Sunday, 2 August 2015


Penguin, 2015, 121 pages (pb)

Review by Phil Shannon 

Coal burns, so it is no surprise that coalmines can catch fire in a spectacular, Hades kind of way.  The massive, open-cut coalmine next to Hazelwood Power Station in Morwell, Victoria, says the writer, Tom Doig, in The Coal Face, has around three hundred spot fires every year, punctuated by bigger blazes lasting days.

In 2014, on the extreme fire risk weekend of February 8th-9th, the mine caught dramatically alight (from either bushfires, or a pre-existing spot fire) and burned out of control for 45 days. The residents of Morwell, and the broader Latrobe Valley, breathed choking smoke and harmful chemicals in what was Victoria’s worst ever industrial disaster.  It had, however, been preventable, thus turning a public health emergency  into a corporate crime.

With Hazelwood’s shrinking coal reserves becoming increasingly uneconomic to mine, thus slating the mine and power plant for future closure, millions of dollars of fire-suppressant sprinklers and steel water pipes had been removed and sold for scrap.  Fire-preventing rehabilitation and in-fill of the worked-out but still coal-laden seams had not been done.  There had been no clearing of firebreaks.  All this saved money for the mine’s French multinational owner, GDF Suez, the largest power company in the world with annual profits of over $100 billion.

GDF Suez didn’t get this big by being ethical.  All the water and fire-fighting defences at Hazelwood had been concentrated on protecting the operational area of the mine and the power plant, not on protecting the community.  These priorities proved highly profitable – whilst 90% of electricity production was lost for the first 24 hours, it was money-making “business as usual” for the next 44 days of the fire.

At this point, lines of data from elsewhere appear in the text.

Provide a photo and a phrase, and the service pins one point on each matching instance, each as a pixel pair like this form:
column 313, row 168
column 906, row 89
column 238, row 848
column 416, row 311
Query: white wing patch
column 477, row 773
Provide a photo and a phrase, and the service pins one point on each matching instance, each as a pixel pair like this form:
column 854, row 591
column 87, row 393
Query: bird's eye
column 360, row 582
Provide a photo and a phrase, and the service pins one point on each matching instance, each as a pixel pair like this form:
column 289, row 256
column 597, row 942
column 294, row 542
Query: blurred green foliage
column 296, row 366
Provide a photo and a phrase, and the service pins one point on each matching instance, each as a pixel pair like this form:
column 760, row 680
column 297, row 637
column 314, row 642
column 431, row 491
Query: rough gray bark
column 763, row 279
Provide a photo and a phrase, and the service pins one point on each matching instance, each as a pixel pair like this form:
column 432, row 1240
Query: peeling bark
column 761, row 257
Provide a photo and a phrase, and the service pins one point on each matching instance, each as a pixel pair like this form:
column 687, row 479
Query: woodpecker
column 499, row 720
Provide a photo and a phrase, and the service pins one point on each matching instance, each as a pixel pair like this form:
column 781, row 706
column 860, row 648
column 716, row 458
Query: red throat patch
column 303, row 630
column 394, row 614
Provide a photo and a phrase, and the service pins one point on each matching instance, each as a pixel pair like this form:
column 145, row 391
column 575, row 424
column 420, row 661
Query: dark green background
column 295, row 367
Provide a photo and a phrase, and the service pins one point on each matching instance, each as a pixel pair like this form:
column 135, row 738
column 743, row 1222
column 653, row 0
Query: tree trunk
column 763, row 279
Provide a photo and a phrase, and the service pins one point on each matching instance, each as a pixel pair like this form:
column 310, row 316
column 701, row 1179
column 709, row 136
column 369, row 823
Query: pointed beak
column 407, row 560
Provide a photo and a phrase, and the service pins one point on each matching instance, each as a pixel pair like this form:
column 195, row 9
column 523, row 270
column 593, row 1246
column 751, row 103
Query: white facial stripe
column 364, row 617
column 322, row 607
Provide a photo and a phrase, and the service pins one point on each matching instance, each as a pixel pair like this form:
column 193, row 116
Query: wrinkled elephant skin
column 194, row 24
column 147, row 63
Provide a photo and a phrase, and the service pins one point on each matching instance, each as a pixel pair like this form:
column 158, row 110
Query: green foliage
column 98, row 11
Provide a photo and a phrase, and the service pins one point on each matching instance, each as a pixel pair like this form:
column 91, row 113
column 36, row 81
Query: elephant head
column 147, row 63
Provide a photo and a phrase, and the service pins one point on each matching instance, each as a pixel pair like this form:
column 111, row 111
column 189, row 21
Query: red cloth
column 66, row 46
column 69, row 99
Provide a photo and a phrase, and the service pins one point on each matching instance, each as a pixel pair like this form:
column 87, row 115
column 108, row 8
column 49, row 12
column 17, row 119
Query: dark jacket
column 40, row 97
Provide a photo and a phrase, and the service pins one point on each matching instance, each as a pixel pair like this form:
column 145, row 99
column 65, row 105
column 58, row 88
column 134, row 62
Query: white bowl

For the people of the Latrobe Valley, however, it meant a continual chemical soup of microscopic particulate matter, noxious gases, toxic heavy metals, and carcinogens and mutagens. “Already home to some of the least healthy people in Victoria” from the background air pollution from coal mining, many of the region’s residents were pushed closer to, and some over, the mortality edge with at least eleven immediate probable deaths and widespread short and long-term serious morbidity.

They weren’t content, however, to be just victims.  They organised, attracting over a thousand residents to Morwell’s “first ever mass community protest”, led, often enough, by people discovering their political voice for the very first time.  They ran a candidate in the state election, taking 11% of the vote away from the government incumbent and forcing the incoming Labor Premier to promise and deliver on a thorough scientific investigation of the fire’s health impact.

With the fire still smouldering and a future public health tragedy slowly brewing, with employees still banned from speaking out under threat of dismissal and a firefighting cost to the Victorian taxpayer of $32 million, Doig’s little book shows that, once again, coal has proven to be good, not for humanity, but only for corporate wealth and power.